A blue jay swooped low over them on that first day of their journey, said, "Well, I'll be a squab under glass," and flapped straight home to tell his wife about it. She was sitting on the nest, singing to their children in a dreary drone.
"Saw a unicorn today," the blue jay said as he lit.
"You didn't see any supper, I notice," his wife replied coldly. "I hate a man who talks with his mouth empty."
"Baby, a unicorn!" The jay abandoned his casual air and hopped up and down on the branch. "I haven't seen one of those since the time -"
"You've never seen one," she said. "This is me, remember? I know what you've seen in your life, and what you haven't."

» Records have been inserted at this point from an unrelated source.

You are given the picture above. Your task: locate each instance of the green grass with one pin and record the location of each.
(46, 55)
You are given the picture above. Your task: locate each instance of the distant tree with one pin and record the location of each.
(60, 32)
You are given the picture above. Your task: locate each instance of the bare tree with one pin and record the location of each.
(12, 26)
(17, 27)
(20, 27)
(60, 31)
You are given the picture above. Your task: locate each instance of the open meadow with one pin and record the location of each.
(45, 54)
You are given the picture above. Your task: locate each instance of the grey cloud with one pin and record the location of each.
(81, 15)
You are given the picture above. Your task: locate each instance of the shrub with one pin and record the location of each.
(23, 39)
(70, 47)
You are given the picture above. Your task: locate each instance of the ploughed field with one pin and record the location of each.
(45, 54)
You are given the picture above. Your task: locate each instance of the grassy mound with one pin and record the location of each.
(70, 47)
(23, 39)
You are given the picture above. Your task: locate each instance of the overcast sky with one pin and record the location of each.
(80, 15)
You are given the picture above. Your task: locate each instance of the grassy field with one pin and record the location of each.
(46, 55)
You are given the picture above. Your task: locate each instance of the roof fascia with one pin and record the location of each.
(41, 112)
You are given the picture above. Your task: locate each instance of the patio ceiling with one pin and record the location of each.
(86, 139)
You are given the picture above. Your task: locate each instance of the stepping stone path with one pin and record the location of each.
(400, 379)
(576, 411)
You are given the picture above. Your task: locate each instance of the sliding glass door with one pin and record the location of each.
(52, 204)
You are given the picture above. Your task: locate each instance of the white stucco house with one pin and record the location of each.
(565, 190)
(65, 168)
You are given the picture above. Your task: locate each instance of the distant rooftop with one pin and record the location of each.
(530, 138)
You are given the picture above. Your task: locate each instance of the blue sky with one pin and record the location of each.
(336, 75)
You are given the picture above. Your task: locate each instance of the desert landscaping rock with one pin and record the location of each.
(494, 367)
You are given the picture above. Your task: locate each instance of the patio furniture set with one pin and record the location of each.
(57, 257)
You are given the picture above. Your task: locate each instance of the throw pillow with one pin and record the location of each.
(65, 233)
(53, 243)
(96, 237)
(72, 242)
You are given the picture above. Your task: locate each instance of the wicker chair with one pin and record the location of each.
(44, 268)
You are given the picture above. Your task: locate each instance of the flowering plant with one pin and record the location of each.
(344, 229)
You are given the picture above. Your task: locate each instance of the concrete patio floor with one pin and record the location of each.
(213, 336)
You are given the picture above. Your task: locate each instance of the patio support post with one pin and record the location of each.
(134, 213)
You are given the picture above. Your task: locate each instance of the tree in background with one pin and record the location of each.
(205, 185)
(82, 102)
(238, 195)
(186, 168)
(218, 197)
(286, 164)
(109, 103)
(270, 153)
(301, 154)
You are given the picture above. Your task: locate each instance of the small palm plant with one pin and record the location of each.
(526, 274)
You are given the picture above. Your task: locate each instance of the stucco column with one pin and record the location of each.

The jay paid no attention. "There was a strange-looking party in black with her," he rattled. "They were going over Cat Mountain. I wonder if they were heading for Haggard's country." He cocked his head to the artistic angle that had first won his wife. "What a vision for old Haggard's breakfast," he marveled. "A unicorn coming to call, bold as you please, rat-tat-tat on his dismal door. I'd give anything to see -"
"I suppose the two of you didn't spend the
"Honey, I haven't even seen her -" the blue jay began, and his wife knew that he hadn't, and wouldn't dare, but she batted him one anyway. She was one woman who knew what to do with a slight moral edge.
The unicorn and the magician walked through the spring, over soft Cat Mountain and down into a violet valley where apple trees grew. Beyond the valley were low hills, as fat and docile as sheep, lowering their heads to sniff at the unicorn in wonder as she moved among them. After these came the slower heights of summer, and the baked plains where the air hung shiny as candy. Together she and Schmendrick forded rivers, scrambled up and down brambly banks and bluffs, and wandered in woods that reminded the unicorn of her home, though they could never resemble it, having known time. So has my forest, now, she thought, but she told herself that it did not matter, that all would be as before when she returned.
At night, while Schmendrick slept the sleep of a hungry, footsore magician, the unicorn crouched awake waiting to see the vast form of the Red Bull come charging out of the moon. At times she caught what she was sure was his smell – a dark, sly reek easing through the night, reaching out to find her. Then she would spring to her feet with a cold cry of readiness, only to find two or three deer gazing at her from a respectful distance. Deer love and envy unicorns. Once, a buck in his second summer, prodded forward by his giggling friends, came quite close to her and mumbled without meeting her eyes, "You are very beautiful. You are just as beautiful as our mothers said."
The unicorn looked silently back at him, knowing that he expected no answer from her. The other deer snickered and whispered, "Go on, go on." Then the buck raised his head and cried out swiftly and joyously, "But I know someone more beautiful than you!" He wheeled and dashed away in the moonlight, and his friends followed him. The unicorn lay down again.
Now and then in their journey they came to a village, and there Schmendrick would introduce himself as a wandering wizard, offering, as he cried in the streets, "to sing for my supper, to bother you just a little bit, to trouble your sleep ever so slightly, and pass on." Few were the towns where he was not invited to stable his beautiful white mare and stay the night, and before the children went to bed he would perform in the market square by lantern light. He never actually attempted any greater magic than making dolls talk and turning soap into sweets, and even this trifling sorcery sometimes slipped from his hands. But the children liked him, and their parents were kindly with supper, and the summer evenings were lithe and soft. Ages after, the unicorn still remembered the strange, chocolate stable smell, and Schmendrick's shadow dancing on walls and doors and chimneys in the leaping light.